Medium accounts saw the biggest impact this quarter at 9.8%, with large accounts a close second at 9.7%, down from 11.8% in Q1. Small accounts rose to 7.2%, up a full percentage point from 6.2% the previous quarter.
Across various commercial lines, premium increases remained comparable to or slightly higher than the previous quarter. There were two lines of business that were outliers however: cyber and commercial property. The average increase for cyber came in at 3.6%, down from 8.4%, which is one of the strongest signs of relief for the line thus far.
Commercial property premiums reached 18.3% in Q2, the highest out of all lines of business. Increasing natural catastrophe losses and escalating property values were two prominent culprits according to respondents, who also pointed to the impact of reinsurance capacity. It’s important to note that catastrophe-exposed properties—with or without a favorable loss history—saw rates increases much greater than the average, and in some cases, coverage was difficult to find.
For workers compensation, favorable rates persisted as the line achieved its sixth consecutive quarter in negative territory coming in at -0.7%. Commercial auto reached a less favorable milestone this quarter with an increase of 10.4%, the 50th consecutive quarter with premium increases.
Commonalities among client concerns were high premiums and future premium increases, according to respondents. Some noted rate fatigue, which caused buyers to increase deductibles and lower limits to find relief in premium costs.
NOTABLE LINES OF BUSINESS
Commercial Property
Commercial property premium rates continued to climb due to two key factors: natural catastrophes and reinsurance costs and availability.

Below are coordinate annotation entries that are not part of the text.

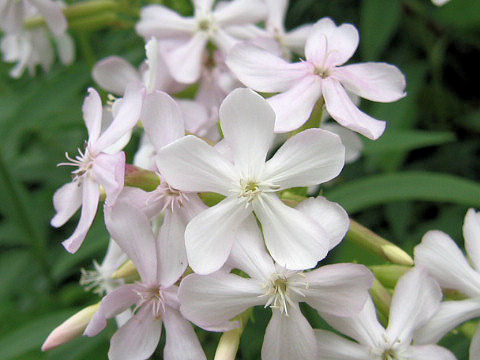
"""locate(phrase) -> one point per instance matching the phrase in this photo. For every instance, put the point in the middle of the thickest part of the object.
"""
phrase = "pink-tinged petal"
(343, 110)
(329, 215)
(114, 74)
(416, 299)
(373, 81)
(294, 107)
(294, 240)
(339, 289)
(138, 338)
(352, 142)
(185, 61)
(309, 158)
(440, 255)
(66, 202)
(212, 301)
(190, 164)
(430, 352)
(240, 12)
(296, 39)
(131, 230)
(450, 315)
(263, 71)
(247, 123)
(363, 327)
(249, 253)
(162, 22)
(109, 171)
(330, 45)
(475, 345)
(92, 115)
(126, 118)
(335, 347)
(182, 342)
(112, 304)
(90, 195)
(172, 256)
(162, 119)
(51, 12)
(210, 235)
(289, 337)
(471, 233)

In just the first six months of 2023, a series of severe thunderstorms in the U.S. caused approximately $34 billion in insured losses, according to Swiss Re, the highest ever insured losses in a six-month time frame. The number was “almost twice as high as the annual average natural catastrophe losses for the last ten years, $18.4 billion.”
Coastal property also was hit hard and underwriting capacity decreased, with several respondents mentioning that it was “very difficult to insure in the standard markets.” Property valuations continued to be an issue with carriers pressing for increases and higher deductibles.

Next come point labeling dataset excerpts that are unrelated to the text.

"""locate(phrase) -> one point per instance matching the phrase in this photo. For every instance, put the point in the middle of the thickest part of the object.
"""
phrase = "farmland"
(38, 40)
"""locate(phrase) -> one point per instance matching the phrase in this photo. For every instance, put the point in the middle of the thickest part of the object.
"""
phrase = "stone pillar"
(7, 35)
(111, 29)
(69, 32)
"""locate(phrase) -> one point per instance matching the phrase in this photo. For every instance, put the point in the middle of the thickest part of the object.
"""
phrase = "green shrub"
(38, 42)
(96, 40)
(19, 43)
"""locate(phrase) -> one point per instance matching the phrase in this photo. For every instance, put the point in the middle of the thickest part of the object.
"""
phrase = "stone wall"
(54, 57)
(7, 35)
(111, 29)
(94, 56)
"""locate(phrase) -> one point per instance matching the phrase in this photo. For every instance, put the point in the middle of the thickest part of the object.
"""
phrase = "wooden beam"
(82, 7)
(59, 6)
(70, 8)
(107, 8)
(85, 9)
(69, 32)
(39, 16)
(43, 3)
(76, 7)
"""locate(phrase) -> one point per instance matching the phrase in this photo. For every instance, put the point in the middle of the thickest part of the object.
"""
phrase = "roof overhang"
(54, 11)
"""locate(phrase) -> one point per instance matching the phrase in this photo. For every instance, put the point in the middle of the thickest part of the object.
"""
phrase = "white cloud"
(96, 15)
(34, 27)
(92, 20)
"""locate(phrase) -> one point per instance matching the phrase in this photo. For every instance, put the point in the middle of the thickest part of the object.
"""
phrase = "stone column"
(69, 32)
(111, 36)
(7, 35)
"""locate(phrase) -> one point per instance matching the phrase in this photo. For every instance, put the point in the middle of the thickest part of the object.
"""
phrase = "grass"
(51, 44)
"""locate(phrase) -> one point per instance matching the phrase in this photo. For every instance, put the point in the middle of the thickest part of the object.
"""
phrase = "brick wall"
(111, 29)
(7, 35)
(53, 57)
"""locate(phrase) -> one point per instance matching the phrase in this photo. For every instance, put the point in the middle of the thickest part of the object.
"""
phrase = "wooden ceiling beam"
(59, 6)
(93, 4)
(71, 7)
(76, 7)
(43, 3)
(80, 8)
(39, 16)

Another factor was reinsurance, which added difficulties to the already challenged line of coverage. “Multiple respondents described carriers either cutting capacity or non-renewing existing accounts altogether due to how challenging it was to find reinsurance capacity,” according to the report.
Cyber
On the other end of the spectrum, cyber insurance premium increases have begun to level out considerably compared to just two years ago when average increases reached a peak of 34.3%.
Gains in underwriting capacity were noted by 40% of respondents, up from the previous quarter during which 30% reported an increase, suggesting more carrier appetite for the line and additional competition.
Another consideration for slowing increases was the decrease in reported claims. In Q2, 22% reported a rise in cyber claims, compared to the significantly higher rate of 72% in Q1 2022. Whether mitigation techniques, heightened threat awareness, or decreased attacks were the main contributing factors is hard to tell, but the line is clearly headed in a more favorable direction as predicted in our previous reports.
At this point, the hard market is predicted to continue and impact most lines of coverage likely through the end of 2024. In response, business owners must employ resourcefulness and innovative strategy by engaging an expert insurance advisor who understands the intricacies of risk transfer solutions amid the challenges of securing optimum coverage for the best possible premium and, ultimately, peace of mind.